India’s edible oil imports to increase by 15-20%

Edible oil import bill is expected to increase by 15-20% during the current oil year.

The Dollar Business Bureau

 

India's import bill for edible oil is expected to increase by 15-20 percent during the current oil year, from November 2015-October 2016, due a significant rise in the crude palm oil prices in the world markets and a supply shortage in domestic market.

A decline in production of edible oil in local market, and a sudden increase in demand on subdued prices over the last year, has broadened the supply deficit in India.

During the oil year 2014-15, India’s vegetable oil (edible and non-edible) imports were about 14.5 million tonnes, amounting to Rs.60,000 crore. This is expected to increase to 16 million tonnes, worth Rs.75,000 crore, by the end of October 2016.

According to the data compiled by Solvent Extractors' Association (SEA), the import of vegetable oils during the first five months of the current oil year, November 2015 and March 2016, stood at 6.27 million tonnes, worth Rs 27,990 crore.

In November last year, the crude palm oil price was about 2,100 ringgit per tonne in Malaysia, after witnessing a decline of several years’ low of 1,800 ringgit a month before.

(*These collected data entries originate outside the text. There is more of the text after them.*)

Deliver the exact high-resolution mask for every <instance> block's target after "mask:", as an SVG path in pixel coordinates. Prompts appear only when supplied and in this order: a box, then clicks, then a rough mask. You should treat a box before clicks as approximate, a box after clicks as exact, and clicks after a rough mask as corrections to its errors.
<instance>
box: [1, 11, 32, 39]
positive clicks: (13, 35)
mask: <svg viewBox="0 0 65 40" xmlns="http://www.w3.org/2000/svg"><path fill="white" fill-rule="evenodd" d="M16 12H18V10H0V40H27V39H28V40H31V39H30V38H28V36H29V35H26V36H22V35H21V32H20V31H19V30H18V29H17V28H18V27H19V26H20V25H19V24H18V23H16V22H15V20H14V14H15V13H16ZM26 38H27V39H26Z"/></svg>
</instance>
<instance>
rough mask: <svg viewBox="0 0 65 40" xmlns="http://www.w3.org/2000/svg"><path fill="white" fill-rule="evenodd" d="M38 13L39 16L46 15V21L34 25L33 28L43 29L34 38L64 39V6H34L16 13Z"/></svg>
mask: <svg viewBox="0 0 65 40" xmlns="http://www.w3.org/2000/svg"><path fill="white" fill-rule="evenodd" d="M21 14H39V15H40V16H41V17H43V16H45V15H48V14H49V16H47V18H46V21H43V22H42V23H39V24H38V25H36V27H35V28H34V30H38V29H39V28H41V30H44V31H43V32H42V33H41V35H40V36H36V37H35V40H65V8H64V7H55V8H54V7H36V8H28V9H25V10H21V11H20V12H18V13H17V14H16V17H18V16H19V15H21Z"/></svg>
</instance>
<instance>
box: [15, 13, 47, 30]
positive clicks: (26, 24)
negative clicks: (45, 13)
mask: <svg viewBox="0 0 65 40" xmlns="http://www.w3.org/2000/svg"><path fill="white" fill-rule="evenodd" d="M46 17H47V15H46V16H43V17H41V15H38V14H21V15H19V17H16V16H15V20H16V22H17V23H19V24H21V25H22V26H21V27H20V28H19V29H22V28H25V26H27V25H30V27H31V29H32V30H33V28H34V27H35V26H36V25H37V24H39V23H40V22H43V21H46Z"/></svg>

Currently, the crude palm oil is trading at 2,685 ringgit per tonne – a rise of 49 percent from the lowest level.

Prices of palm oil are likely to remain constant through this year due to lower supply from the top two producers of the world, Indonesia and Malaysia, in the wake of adverse climatic conditions. The two countries together produce 86 percent of world’s total output of palm oil.